LogisticRegression(C=1.0, class_weight=None, dual=False, fit_intercept=True,
                   intercept_scaling=1, l1_ratio=None, max_iter=100,
                   multi_class='ovr', n_jobs=None, penalty='l2',
                   random_state=None, solver='newton-cg', tol=0.0001, verbose=0,
                   warm_start=False)

In [7]:
print("train average accuracy:", lr.score(X_train_9d, Y_train))
print("test average accuracy:", lr.score(X_test_9d, Y_test))

train average accuracy: 0.8373166666666667
test average accuracy: 0.8169


# 决策树

In [8]:
from sklearn.tree import DecisionTreeClassifier, export_graphviz

In [9]:
best_score = 0
best_max_depth = 0
for max_depth in tqdm(range(1,20)):
    tree = DecisionTreeClassifier(max_depth=max_depth, random_state=0)
    tree.fit(X_train_9d, Y_train)
    score = tree.score(X_test_9d, Y_test)
    if score > best_score:
        best_score = score
        best_max_depth = max_depth

HBox(children=(IntProgress(value=0, max=19), HTML(value='')))




In [10]:
print('best_max_depth:',best_max_depth)

best_max_depth: 11


In [11]:
tree = DecisionTreeClassifier(max_depth=best_max_depth, random_state=0)
tree.fit(X_train_9d, Y_train)
print("train average accuracy:", tree.score(X_train_9d, Y_train))
print("test average accuracy:", tree.score(X_test_9d, Y_test))

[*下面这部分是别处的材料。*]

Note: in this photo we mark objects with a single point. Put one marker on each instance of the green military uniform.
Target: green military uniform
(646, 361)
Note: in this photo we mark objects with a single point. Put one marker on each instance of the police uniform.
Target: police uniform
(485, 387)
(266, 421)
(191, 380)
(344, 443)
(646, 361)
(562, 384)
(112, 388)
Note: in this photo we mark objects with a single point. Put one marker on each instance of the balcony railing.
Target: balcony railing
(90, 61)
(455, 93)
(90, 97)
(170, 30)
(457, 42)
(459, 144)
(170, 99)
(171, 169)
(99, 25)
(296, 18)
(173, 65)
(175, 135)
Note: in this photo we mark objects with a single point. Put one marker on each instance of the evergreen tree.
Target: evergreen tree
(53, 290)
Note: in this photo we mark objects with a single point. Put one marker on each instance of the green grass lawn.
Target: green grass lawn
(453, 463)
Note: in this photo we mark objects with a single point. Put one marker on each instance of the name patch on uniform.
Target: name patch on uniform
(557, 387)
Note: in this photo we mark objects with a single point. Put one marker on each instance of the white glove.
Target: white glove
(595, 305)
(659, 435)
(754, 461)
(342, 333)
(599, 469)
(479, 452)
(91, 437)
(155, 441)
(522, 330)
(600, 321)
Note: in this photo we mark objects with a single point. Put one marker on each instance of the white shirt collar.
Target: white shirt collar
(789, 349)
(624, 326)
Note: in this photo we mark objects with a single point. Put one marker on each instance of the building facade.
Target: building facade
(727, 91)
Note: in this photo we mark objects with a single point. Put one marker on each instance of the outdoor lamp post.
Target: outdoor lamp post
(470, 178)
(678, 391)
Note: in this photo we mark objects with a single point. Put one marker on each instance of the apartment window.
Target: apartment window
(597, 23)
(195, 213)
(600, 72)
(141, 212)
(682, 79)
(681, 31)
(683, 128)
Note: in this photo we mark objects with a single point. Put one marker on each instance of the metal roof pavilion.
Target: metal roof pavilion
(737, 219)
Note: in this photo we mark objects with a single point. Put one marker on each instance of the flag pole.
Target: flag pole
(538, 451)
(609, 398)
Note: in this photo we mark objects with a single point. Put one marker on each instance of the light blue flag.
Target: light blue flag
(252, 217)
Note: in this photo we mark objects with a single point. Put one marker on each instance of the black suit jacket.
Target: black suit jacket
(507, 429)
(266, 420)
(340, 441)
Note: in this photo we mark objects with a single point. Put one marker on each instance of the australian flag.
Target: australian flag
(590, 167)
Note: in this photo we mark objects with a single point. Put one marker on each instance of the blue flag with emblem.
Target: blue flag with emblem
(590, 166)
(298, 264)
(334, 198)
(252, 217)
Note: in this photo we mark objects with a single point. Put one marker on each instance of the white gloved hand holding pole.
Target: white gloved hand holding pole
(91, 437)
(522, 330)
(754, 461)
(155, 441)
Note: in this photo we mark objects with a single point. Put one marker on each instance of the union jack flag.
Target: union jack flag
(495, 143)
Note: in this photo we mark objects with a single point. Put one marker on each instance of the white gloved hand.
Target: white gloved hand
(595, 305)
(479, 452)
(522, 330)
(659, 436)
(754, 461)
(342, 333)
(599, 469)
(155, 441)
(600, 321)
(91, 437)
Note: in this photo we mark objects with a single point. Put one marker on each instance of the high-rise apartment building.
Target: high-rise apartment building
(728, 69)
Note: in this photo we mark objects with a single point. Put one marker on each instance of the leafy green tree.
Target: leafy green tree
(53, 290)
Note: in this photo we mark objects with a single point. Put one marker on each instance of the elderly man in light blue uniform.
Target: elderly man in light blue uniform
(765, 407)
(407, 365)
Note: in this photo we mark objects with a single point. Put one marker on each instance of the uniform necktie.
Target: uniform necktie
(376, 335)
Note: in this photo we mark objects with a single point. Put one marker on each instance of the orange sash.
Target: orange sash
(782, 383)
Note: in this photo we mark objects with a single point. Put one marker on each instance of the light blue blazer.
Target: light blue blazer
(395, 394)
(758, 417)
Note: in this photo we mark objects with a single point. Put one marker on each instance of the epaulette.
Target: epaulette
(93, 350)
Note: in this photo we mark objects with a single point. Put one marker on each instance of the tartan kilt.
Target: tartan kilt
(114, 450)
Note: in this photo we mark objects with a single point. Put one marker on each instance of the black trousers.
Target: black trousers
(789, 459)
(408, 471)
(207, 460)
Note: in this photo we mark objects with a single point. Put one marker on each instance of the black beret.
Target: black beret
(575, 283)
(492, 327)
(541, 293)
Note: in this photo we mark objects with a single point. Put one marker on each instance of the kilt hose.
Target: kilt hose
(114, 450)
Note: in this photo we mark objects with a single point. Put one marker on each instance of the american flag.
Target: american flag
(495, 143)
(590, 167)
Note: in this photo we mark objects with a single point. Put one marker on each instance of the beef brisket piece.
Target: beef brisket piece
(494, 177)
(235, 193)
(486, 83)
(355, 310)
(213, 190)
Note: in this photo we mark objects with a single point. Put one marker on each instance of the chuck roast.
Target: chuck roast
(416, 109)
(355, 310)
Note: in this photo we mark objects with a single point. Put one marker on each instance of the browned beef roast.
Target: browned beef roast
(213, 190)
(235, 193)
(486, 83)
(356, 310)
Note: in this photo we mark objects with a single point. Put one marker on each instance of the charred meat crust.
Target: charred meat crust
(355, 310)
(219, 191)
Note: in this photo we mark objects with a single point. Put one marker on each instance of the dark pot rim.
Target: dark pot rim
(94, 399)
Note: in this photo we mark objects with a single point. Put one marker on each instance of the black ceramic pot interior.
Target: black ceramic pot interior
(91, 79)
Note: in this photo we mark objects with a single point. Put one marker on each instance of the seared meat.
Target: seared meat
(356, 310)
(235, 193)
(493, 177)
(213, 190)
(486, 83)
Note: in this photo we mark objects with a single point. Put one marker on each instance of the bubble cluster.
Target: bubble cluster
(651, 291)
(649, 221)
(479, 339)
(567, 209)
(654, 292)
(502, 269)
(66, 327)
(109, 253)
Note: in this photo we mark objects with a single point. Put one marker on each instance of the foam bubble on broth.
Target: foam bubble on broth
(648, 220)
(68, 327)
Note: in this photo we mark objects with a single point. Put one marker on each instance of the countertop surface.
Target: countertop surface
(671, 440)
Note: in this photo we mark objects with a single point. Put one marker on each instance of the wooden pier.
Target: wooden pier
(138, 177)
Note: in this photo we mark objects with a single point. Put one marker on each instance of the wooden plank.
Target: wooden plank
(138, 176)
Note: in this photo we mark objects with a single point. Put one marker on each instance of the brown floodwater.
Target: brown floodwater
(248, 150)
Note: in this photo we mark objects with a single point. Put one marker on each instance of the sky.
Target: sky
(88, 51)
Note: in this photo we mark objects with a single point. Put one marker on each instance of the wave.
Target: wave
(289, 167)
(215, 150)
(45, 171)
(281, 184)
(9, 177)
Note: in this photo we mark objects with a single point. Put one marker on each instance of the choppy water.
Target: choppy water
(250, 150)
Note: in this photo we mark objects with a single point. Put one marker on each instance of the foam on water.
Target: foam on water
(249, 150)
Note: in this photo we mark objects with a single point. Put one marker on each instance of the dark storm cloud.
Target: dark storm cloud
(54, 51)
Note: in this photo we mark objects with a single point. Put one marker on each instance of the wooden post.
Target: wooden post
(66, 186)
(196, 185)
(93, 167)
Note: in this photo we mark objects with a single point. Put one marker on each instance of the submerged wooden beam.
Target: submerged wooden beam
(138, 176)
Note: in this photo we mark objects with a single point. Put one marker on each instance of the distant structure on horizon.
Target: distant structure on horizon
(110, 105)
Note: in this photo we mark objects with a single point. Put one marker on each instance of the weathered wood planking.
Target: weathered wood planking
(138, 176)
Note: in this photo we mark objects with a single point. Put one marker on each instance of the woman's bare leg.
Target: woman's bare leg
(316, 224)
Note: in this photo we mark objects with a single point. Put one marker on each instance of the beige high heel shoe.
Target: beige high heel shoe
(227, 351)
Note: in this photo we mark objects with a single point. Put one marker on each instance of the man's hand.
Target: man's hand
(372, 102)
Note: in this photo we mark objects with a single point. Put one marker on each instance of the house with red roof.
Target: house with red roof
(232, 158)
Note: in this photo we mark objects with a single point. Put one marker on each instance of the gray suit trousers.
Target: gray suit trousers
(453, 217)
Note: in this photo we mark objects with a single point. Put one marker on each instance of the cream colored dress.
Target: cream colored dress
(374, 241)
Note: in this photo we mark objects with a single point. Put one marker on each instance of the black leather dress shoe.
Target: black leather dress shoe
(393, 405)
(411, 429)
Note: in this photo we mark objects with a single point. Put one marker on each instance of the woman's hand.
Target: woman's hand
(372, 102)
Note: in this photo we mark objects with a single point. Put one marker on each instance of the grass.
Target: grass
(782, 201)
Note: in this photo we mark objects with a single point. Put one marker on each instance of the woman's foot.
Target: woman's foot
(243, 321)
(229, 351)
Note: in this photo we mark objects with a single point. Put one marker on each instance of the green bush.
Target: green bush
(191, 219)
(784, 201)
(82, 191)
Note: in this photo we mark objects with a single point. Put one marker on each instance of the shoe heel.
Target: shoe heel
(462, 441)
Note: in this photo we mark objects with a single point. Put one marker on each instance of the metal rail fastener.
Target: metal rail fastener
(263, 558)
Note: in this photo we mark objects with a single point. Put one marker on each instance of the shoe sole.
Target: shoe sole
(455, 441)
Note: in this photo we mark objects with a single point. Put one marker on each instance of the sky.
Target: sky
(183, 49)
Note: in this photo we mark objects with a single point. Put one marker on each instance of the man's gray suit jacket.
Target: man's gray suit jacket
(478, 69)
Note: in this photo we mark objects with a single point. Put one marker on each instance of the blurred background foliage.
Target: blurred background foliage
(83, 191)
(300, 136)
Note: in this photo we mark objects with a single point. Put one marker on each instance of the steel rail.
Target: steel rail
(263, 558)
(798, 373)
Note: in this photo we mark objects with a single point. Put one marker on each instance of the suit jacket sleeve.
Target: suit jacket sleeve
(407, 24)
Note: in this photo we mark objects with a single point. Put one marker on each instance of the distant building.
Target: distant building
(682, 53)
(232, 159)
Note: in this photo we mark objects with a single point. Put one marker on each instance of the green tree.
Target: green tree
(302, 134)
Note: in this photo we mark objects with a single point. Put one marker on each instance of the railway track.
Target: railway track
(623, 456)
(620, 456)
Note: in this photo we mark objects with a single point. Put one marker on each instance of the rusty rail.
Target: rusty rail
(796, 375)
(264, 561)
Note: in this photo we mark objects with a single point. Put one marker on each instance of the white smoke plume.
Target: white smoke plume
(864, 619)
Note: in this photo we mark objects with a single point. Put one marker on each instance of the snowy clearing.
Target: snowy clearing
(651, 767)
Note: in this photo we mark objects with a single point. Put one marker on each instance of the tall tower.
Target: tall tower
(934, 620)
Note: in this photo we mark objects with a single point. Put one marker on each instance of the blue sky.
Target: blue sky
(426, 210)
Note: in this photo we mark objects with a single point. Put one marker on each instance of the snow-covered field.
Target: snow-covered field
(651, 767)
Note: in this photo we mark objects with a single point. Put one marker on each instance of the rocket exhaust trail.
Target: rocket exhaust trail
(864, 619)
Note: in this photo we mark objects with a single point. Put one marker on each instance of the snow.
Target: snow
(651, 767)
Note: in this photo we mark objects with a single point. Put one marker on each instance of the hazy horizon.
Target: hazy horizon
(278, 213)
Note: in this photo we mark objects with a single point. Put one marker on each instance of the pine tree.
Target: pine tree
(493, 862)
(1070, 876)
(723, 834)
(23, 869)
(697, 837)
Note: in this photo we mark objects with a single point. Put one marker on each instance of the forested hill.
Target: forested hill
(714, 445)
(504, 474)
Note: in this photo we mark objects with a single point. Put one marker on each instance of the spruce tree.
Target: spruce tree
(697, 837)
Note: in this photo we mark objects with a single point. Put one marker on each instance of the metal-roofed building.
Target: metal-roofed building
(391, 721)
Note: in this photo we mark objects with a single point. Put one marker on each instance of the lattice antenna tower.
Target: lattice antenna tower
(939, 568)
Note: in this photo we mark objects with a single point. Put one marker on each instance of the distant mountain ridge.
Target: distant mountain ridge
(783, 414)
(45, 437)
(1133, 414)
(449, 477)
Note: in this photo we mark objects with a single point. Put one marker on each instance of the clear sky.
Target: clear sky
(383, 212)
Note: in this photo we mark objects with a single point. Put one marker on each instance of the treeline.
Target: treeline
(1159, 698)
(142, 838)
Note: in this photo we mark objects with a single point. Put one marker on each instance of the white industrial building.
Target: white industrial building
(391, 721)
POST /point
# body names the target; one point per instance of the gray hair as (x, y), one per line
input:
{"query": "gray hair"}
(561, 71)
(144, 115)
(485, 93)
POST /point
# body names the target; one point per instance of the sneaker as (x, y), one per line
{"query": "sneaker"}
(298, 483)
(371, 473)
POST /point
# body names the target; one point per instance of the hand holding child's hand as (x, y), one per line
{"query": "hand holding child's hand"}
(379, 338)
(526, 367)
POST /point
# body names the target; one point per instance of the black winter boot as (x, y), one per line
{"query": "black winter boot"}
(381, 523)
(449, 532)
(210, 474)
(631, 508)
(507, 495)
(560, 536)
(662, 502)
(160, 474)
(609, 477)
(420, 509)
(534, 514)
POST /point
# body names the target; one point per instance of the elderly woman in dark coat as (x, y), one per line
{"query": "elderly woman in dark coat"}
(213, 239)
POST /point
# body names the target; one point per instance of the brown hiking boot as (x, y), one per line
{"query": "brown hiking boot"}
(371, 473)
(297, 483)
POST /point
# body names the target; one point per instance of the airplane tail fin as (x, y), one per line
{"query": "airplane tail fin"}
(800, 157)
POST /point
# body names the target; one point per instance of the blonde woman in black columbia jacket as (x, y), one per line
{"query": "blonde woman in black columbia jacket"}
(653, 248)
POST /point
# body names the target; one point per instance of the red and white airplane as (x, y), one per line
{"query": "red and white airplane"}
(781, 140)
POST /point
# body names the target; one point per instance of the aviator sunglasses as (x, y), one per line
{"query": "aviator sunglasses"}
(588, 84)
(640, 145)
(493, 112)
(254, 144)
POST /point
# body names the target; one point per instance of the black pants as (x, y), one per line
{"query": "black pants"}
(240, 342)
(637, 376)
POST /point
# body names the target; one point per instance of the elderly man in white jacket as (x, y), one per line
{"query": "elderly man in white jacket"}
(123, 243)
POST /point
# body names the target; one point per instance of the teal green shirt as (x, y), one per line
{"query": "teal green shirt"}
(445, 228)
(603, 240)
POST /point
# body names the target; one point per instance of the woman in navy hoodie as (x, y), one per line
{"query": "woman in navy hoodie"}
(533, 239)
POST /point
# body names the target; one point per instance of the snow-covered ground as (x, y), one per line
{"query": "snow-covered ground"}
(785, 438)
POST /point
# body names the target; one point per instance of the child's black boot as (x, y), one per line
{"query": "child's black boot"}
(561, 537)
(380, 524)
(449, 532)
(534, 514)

train average accuracy: 0.8560833333333333
test average accuracy: 0.8133


# SVM

In [12]:
from sklearn.svm import SVC

In [13]:
svm = SVC(gamma='auto')
svm.fit(X_train_9d, Y_train)

SVC(C=1.0, cache_size=200, class_weight=None, coef0=0.0,
    decision_function_shape='ovr', degree=3, gamma='auto', kernel='rbf',
    max_iter=-1, probability=False, random_state=None, shrinking=True,
    tol=0.001, verbose=False)

In [14]:
print("train average accuracy:", svm.score(X_train_9d, Y_train))
print("test average accuracy:", svm.score(X_test_9d, Y_test))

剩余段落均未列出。